Machu Picchu era in realtà in origine il nome della montagna sulla quale il sito archeologico è ubicato e che è oggi raggiungibile con un treno pensato appositamente per i milioni di turisti che ogni anno vi si recano in visita. Un sito la cui interpretazione non è ancora del tutto chiara agli studiosi, i quali hanno ipotizzato che potesse trattarsi di una sorta di santuario.
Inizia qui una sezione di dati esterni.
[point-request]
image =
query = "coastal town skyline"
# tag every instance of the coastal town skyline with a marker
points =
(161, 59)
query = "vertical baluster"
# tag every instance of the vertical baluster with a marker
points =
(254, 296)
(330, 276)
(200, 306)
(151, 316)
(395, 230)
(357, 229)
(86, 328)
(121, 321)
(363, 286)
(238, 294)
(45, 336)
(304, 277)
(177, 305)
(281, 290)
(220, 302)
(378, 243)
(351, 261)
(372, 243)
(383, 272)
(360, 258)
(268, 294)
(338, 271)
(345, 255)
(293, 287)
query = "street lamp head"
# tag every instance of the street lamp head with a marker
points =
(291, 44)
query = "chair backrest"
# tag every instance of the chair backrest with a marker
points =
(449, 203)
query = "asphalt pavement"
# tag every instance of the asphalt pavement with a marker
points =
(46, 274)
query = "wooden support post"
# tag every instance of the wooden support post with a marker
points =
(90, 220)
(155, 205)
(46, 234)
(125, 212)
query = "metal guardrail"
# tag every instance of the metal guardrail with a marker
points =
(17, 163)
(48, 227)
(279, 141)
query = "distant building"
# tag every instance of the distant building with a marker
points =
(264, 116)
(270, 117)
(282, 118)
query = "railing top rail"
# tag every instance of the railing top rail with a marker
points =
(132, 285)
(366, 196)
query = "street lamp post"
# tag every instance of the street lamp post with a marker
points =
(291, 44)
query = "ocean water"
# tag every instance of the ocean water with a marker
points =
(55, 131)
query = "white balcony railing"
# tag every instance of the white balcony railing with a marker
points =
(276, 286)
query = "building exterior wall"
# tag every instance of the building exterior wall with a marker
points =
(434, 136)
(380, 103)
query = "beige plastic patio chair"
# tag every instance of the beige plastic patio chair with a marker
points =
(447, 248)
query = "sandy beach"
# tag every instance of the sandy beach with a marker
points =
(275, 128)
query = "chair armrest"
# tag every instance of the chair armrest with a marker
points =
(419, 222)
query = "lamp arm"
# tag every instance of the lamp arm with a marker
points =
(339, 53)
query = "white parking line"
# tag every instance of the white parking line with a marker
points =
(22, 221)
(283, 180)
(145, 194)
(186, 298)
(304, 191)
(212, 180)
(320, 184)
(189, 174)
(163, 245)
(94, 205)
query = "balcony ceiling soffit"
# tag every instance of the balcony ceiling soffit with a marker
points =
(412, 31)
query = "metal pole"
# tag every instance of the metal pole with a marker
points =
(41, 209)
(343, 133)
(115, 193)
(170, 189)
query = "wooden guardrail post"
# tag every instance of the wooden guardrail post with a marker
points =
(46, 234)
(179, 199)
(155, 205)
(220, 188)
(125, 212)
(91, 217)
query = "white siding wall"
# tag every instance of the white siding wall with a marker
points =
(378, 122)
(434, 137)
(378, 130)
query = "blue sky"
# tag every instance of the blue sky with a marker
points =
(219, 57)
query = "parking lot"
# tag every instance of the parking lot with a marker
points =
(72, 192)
Resta comunque il fatto che la sua enorme rilevanza lo ha portato ad essere iscritto nella lista del Patrimonio dell’Umanità dell’Unesco.
Naturalmente, le celebrazioni messe in programma dal Perù per ricordare i cento anni dalla scoperta del sito non hanno fatto che incrementare il turismo locale, tanto che si parla già del tutto esaurito. Ma anche l’Italia ha voluto fare la sua parte, insieme all’Ambasciata del Perù. Ci saranno dunque anche nelle nostre città, prima fra tutte Roma, eventi di vario genere. È imminente ad esempio, il prossimo 24 luglio, l’inaugurazione nel Casino dei Principi di Villa Torlonia, di una mostra dal titolo “Cento anni della rivelazione al mondo di Machu Picchu, 1911 – 2011”, che sarà accompagnata da uno spettacolo di apertura.